Appeal court judges ruled in July that Anthony Webber, 24, a student at Oxford Brookes University, should be entitled to social security because his course was flexible rather than full-time. Full-time students cannot claim benefits, part-time students can.
Thousands of other modular students arriving for the start of the academic year have realised this could clear the way for them to claim housing benefit.
Oxford City Council has already received more than 2,000 claim forms, which are arriving at the rate of 500 per day.
The cost in Oxford alone could reach Pounds 7 million, 95 per cent of which will have to be met by central government.
It is not yet clear how the ruling could affect the eligibility of modular students for student loans.
Rabinder Singh, acting for the secretary of state in the Webber case, argued that once a student has started a full-time course, he or she only stops being a student on completion or abandonment of the course or on being dismissed.

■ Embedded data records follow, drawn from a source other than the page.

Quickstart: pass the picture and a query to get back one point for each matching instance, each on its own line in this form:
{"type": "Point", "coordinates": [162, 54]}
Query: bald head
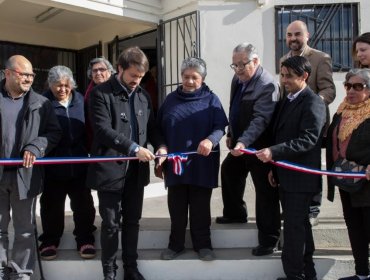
{"type": "Point", "coordinates": [18, 61]}
{"type": "Point", "coordinates": [296, 36]}
{"type": "Point", "coordinates": [19, 75]}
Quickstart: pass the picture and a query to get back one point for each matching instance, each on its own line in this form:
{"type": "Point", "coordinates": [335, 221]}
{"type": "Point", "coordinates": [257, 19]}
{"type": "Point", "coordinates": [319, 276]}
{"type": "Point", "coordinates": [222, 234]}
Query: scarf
{"type": "Point", "coordinates": [352, 116]}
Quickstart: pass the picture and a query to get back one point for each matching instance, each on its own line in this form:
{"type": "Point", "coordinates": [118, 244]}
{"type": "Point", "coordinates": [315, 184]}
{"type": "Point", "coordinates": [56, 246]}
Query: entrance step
{"type": "Point", "coordinates": [230, 264]}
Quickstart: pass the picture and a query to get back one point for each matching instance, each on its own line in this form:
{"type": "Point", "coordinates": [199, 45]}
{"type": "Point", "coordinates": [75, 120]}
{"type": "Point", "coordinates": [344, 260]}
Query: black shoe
{"type": "Point", "coordinates": [226, 220]}
{"type": "Point", "coordinates": [261, 250]}
{"type": "Point", "coordinates": [5, 272]}
{"type": "Point", "coordinates": [133, 274]}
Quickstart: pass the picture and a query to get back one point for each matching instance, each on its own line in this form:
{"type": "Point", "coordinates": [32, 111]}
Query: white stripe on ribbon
{"type": "Point", "coordinates": [300, 168]}
{"type": "Point", "coordinates": [76, 160]}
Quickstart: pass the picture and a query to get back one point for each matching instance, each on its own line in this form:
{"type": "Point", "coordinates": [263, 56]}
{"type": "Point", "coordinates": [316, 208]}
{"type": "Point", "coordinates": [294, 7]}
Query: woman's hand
{"type": "Point", "coordinates": [158, 168]}
{"type": "Point", "coordinates": [264, 155]}
{"type": "Point", "coordinates": [205, 147]}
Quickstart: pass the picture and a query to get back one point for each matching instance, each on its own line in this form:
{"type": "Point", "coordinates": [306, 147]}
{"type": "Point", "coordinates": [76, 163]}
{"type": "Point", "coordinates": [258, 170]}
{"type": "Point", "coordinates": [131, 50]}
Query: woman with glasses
{"type": "Point", "coordinates": [349, 137]}
{"type": "Point", "coordinates": [67, 179]}
{"type": "Point", "coordinates": [99, 71]}
{"type": "Point", "coordinates": [191, 119]}
{"type": "Point", "coordinates": [361, 50]}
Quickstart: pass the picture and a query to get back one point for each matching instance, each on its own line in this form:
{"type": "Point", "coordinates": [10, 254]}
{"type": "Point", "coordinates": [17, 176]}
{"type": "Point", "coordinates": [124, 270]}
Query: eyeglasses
{"type": "Point", "coordinates": [24, 75]}
{"type": "Point", "coordinates": [240, 66]}
{"type": "Point", "coordinates": [101, 70]}
{"type": "Point", "coordinates": [355, 86]}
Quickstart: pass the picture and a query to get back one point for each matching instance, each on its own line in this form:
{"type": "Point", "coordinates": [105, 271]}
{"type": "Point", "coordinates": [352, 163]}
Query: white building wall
{"type": "Point", "coordinates": [224, 24]}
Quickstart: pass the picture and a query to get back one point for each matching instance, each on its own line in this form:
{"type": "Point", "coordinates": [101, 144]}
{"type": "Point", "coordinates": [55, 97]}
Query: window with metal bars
{"type": "Point", "coordinates": [332, 28]}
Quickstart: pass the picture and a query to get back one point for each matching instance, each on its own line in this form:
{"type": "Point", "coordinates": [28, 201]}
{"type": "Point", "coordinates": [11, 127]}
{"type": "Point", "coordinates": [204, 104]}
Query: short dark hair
{"type": "Point", "coordinates": [298, 64]}
{"type": "Point", "coordinates": [363, 38]}
{"type": "Point", "coordinates": [133, 56]}
{"type": "Point", "coordinates": [196, 63]}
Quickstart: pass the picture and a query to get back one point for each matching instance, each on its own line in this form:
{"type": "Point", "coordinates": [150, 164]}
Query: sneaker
{"type": "Point", "coordinates": [87, 251]}
{"type": "Point", "coordinates": [48, 253]}
{"type": "Point", "coordinates": [169, 254]}
{"type": "Point", "coordinates": [206, 254]}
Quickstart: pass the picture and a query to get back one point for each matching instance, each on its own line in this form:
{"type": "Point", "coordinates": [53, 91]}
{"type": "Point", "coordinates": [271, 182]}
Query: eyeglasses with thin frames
{"type": "Point", "coordinates": [240, 67]}
{"type": "Point", "coordinates": [355, 86]}
{"type": "Point", "coordinates": [24, 75]}
{"type": "Point", "coordinates": [101, 70]}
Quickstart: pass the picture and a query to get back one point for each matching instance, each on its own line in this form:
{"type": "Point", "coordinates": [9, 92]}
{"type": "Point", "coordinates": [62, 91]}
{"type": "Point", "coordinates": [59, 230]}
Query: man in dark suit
{"type": "Point", "coordinates": [297, 133]}
{"type": "Point", "coordinates": [123, 123]}
{"type": "Point", "coordinates": [320, 81]}
{"type": "Point", "coordinates": [253, 91]}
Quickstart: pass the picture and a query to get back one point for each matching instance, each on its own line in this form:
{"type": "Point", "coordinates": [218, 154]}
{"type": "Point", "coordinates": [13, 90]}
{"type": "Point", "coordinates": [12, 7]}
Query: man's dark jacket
{"type": "Point", "coordinates": [110, 120]}
{"type": "Point", "coordinates": [256, 109]}
{"type": "Point", "coordinates": [297, 135]}
{"type": "Point", "coordinates": [40, 132]}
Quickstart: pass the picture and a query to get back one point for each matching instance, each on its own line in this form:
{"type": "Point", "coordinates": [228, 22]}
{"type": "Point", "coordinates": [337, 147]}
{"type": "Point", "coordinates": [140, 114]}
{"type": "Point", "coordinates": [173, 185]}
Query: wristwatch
{"type": "Point", "coordinates": [137, 149]}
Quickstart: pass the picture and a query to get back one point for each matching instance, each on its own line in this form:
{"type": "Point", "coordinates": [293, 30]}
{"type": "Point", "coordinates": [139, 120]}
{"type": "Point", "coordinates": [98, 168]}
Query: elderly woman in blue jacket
{"type": "Point", "coordinates": [67, 179]}
{"type": "Point", "coordinates": [191, 119]}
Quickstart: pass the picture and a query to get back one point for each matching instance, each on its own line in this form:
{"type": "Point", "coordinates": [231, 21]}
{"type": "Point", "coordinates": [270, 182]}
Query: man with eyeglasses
{"type": "Point", "coordinates": [320, 81]}
{"type": "Point", "coordinates": [29, 130]}
{"type": "Point", "coordinates": [123, 123]}
{"type": "Point", "coordinates": [253, 91]}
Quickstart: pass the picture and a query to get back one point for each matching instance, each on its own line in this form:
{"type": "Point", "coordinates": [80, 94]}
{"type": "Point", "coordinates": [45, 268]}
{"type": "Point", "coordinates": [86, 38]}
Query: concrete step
{"type": "Point", "coordinates": [230, 264]}
{"type": "Point", "coordinates": [154, 234]}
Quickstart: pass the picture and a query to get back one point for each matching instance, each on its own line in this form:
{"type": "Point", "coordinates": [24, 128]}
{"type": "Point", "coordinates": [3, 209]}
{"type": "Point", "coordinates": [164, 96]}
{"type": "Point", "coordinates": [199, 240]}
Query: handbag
{"type": "Point", "coordinates": [350, 185]}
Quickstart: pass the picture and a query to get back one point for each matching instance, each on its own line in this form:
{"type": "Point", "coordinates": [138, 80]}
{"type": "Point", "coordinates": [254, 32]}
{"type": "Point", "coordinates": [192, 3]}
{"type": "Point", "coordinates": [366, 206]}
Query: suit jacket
{"type": "Point", "coordinates": [321, 78]}
{"type": "Point", "coordinates": [297, 134]}
{"type": "Point", "coordinates": [358, 151]}
{"type": "Point", "coordinates": [256, 109]}
{"type": "Point", "coordinates": [40, 133]}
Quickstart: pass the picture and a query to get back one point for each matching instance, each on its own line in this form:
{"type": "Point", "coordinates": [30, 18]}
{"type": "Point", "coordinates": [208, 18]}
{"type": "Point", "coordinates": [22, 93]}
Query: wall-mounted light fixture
{"type": "Point", "coordinates": [261, 3]}
{"type": "Point", "coordinates": [48, 14]}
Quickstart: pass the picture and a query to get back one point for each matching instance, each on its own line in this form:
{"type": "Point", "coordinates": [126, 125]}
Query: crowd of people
{"type": "Point", "coordinates": [286, 120]}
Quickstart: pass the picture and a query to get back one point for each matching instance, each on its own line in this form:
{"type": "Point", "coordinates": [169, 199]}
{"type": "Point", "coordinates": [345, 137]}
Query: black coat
{"type": "Point", "coordinates": [358, 151]}
{"type": "Point", "coordinates": [256, 109]}
{"type": "Point", "coordinates": [297, 134]}
{"type": "Point", "coordinates": [73, 142]}
{"type": "Point", "coordinates": [110, 120]}
{"type": "Point", "coordinates": [40, 132]}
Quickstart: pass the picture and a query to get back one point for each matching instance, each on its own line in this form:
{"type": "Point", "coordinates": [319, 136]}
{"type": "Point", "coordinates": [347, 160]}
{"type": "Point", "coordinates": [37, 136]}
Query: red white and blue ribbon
{"type": "Point", "coordinates": [177, 160]}
{"type": "Point", "coordinates": [300, 168]}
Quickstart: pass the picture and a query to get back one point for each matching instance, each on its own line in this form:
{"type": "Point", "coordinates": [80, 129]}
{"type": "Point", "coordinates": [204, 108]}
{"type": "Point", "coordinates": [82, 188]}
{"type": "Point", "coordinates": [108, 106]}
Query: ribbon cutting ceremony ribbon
{"type": "Point", "coordinates": [177, 160]}
{"type": "Point", "coordinates": [300, 168]}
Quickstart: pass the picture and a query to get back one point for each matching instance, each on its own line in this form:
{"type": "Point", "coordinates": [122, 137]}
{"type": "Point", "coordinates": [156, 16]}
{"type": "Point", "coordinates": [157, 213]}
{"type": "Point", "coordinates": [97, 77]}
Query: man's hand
{"type": "Point", "coordinates": [236, 151]}
{"type": "Point", "coordinates": [264, 155]}
{"type": "Point", "coordinates": [205, 147]}
{"type": "Point", "coordinates": [271, 179]}
{"type": "Point", "coordinates": [28, 159]}
{"type": "Point", "coordinates": [158, 168]}
{"type": "Point", "coordinates": [228, 143]}
{"type": "Point", "coordinates": [144, 155]}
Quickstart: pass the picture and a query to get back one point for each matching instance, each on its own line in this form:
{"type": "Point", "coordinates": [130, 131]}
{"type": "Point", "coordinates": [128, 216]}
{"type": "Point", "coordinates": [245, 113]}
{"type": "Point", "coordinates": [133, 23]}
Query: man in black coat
{"type": "Point", "coordinates": [297, 133]}
{"type": "Point", "coordinates": [122, 122]}
{"type": "Point", "coordinates": [253, 91]}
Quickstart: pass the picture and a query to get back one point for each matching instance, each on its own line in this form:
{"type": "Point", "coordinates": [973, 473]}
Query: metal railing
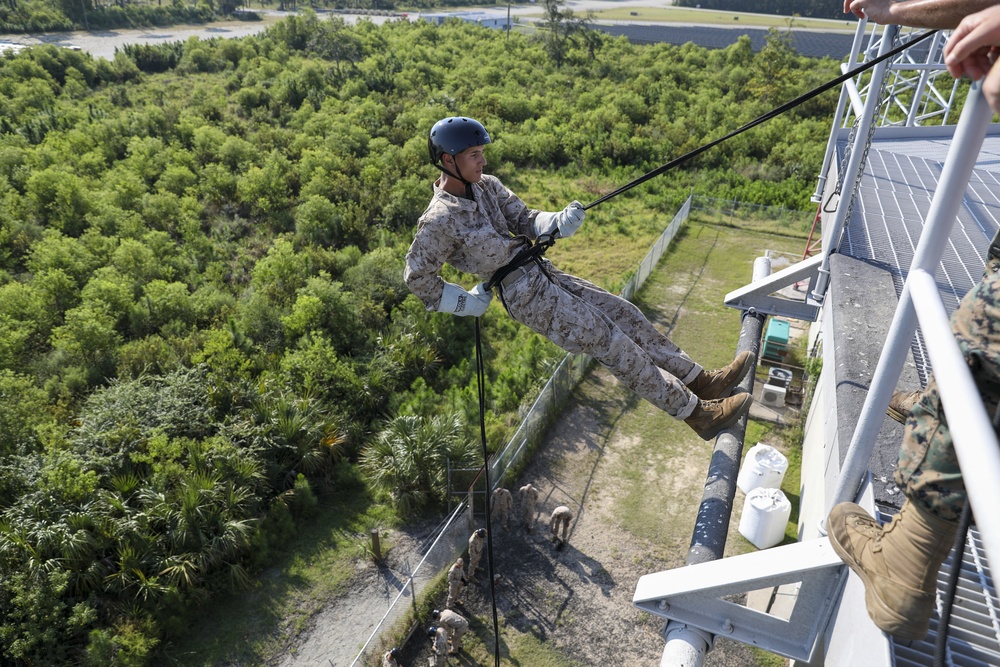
{"type": "Point", "coordinates": [452, 538]}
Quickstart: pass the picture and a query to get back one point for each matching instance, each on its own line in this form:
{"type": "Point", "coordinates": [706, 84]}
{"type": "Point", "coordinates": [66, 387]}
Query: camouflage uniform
{"type": "Point", "coordinates": [928, 469]}
{"type": "Point", "coordinates": [476, 544]}
{"type": "Point", "coordinates": [561, 516]}
{"type": "Point", "coordinates": [456, 582]}
{"type": "Point", "coordinates": [528, 496]}
{"type": "Point", "coordinates": [481, 236]}
{"type": "Point", "coordinates": [502, 506]}
{"type": "Point", "coordinates": [456, 625]}
{"type": "Point", "coordinates": [441, 648]}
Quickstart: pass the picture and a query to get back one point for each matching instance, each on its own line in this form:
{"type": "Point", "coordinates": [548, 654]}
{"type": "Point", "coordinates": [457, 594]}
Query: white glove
{"type": "Point", "coordinates": [459, 302]}
{"type": "Point", "coordinates": [566, 221]}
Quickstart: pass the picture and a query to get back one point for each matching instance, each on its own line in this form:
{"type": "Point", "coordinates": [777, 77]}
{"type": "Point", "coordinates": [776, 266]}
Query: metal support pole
{"type": "Point", "coordinates": [948, 197]}
{"type": "Point", "coordinates": [854, 165]}
{"type": "Point", "coordinates": [685, 645]}
{"type": "Point", "coordinates": [838, 115]}
{"type": "Point", "coordinates": [911, 117]}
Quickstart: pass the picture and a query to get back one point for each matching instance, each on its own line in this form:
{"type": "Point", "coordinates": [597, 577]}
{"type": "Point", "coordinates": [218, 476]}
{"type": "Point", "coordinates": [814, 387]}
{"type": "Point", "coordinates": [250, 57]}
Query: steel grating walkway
{"type": "Point", "coordinates": [974, 614]}
{"type": "Point", "coordinates": [894, 197]}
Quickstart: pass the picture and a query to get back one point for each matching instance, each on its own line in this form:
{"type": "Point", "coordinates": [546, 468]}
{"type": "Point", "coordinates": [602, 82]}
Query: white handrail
{"type": "Point", "coordinates": [972, 433]}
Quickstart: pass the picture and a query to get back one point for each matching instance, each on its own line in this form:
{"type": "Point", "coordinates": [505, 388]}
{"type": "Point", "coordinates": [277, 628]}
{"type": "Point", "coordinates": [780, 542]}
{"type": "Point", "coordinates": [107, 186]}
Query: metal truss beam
{"type": "Point", "coordinates": [693, 596]}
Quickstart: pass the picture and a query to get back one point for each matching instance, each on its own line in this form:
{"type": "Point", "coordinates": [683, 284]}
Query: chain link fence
{"type": "Point", "coordinates": [742, 214]}
{"type": "Point", "coordinates": [452, 539]}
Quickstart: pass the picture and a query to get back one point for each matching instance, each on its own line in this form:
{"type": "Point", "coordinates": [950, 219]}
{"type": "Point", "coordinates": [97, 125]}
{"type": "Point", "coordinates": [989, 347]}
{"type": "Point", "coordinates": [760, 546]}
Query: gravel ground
{"type": "Point", "coordinates": [577, 599]}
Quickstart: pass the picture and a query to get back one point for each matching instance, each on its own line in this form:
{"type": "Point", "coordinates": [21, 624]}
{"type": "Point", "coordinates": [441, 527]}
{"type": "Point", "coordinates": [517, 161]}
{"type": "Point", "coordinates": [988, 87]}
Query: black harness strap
{"type": "Point", "coordinates": [531, 253]}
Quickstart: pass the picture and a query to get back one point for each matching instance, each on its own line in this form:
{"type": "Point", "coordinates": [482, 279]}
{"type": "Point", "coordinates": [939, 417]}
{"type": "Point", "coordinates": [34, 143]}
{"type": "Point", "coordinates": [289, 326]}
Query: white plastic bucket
{"type": "Point", "coordinates": [765, 515]}
{"type": "Point", "coordinates": [764, 466]}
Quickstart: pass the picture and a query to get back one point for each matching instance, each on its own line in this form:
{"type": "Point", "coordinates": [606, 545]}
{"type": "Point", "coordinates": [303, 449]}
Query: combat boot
{"type": "Point", "coordinates": [901, 403]}
{"type": "Point", "coordinates": [898, 563]}
{"type": "Point", "coordinates": [710, 385]}
{"type": "Point", "coordinates": [710, 417]}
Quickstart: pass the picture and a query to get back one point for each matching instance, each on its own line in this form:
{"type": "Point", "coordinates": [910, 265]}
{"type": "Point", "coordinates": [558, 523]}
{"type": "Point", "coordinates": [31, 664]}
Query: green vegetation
{"type": "Point", "coordinates": [204, 334]}
{"type": "Point", "coordinates": [682, 15]}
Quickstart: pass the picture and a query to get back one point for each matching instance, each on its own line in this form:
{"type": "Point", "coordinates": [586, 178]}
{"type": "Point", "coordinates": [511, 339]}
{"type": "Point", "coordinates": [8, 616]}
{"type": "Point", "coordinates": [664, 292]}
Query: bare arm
{"type": "Point", "coordinates": [941, 14]}
{"type": "Point", "coordinates": [972, 49]}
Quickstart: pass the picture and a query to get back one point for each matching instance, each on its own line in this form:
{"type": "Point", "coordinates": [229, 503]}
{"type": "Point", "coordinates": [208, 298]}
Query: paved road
{"type": "Point", "coordinates": [102, 44]}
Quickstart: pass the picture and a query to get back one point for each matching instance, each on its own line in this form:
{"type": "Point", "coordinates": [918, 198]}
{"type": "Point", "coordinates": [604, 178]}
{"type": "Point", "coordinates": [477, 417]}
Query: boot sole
{"type": "Point", "coordinates": [747, 365]}
{"type": "Point", "coordinates": [736, 416]}
{"type": "Point", "coordinates": [897, 415]}
{"type": "Point", "coordinates": [885, 618]}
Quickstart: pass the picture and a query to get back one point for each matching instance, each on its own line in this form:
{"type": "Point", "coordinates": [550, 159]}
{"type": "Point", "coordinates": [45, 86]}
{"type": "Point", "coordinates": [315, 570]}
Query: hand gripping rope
{"type": "Point", "coordinates": [534, 253]}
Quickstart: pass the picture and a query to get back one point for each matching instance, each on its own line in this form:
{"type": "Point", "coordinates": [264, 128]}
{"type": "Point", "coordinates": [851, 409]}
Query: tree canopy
{"type": "Point", "coordinates": [202, 314]}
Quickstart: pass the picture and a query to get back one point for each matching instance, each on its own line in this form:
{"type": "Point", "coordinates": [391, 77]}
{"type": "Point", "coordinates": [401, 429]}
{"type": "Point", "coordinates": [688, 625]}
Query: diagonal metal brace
{"type": "Point", "coordinates": [693, 595]}
{"type": "Point", "coordinates": [759, 295]}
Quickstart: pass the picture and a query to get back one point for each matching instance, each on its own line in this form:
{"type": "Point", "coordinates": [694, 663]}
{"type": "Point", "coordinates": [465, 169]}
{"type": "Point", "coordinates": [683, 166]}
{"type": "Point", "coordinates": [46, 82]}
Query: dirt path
{"type": "Point", "coordinates": [580, 598]}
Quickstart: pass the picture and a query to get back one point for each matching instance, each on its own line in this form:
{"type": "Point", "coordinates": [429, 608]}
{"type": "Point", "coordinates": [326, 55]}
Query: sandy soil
{"type": "Point", "coordinates": [578, 598]}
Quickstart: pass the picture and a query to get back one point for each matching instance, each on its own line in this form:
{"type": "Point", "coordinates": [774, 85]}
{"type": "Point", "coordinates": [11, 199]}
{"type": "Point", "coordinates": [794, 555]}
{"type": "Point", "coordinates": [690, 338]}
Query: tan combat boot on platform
{"type": "Point", "coordinates": [710, 417]}
{"type": "Point", "coordinates": [898, 563]}
{"type": "Point", "coordinates": [710, 385]}
{"type": "Point", "coordinates": [901, 403]}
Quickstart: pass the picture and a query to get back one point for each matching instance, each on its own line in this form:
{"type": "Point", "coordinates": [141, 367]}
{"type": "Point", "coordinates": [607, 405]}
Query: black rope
{"type": "Point", "coordinates": [481, 378]}
{"type": "Point", "coordinates": [766, 117]}
{"type": "Point", "coordinates": [948, 601]}
{"type": "Point", "coordinates": [536, 250]}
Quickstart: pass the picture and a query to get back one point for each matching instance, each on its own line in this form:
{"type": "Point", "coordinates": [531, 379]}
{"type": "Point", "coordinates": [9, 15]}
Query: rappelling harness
{"type": "Point", "coordinates": [534, 252]}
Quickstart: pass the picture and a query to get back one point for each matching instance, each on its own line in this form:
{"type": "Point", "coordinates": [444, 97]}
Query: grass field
{"type": "Point", "coordinates": [688, 16]}
{"type": "Point", "coordinates": [682, 297]}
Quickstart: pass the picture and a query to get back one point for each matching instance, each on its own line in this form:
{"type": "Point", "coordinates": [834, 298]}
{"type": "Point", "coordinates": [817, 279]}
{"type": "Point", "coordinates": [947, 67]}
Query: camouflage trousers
{"type": "Point", "coordinates": [582, 318]}
{"type": "Point", "coordinates": [928, 469]}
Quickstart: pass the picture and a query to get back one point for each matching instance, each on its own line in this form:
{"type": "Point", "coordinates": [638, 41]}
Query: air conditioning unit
{"type": "Point", "coordinates": [773, 396]}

But the appeal court judges ruled that "a course which does not require full-time attendance cannot be described as a full-time course". Modular courses allow students to study part-time.
Peter Turville, an officer with Oxfordshire Welfare Rights, which advised Mr Webber, said: "The court's decision has demonstrated that the current benefit rules affecting students are indefensible and unworkable."
A spokesman for the DSS said students on part-time courses (16 hours or less per week) "would normally need to be actively seeking work and willing to give up their course if offered a job" to be eligible for the Jobseekers' Allowance, which replaced income support in October 1996.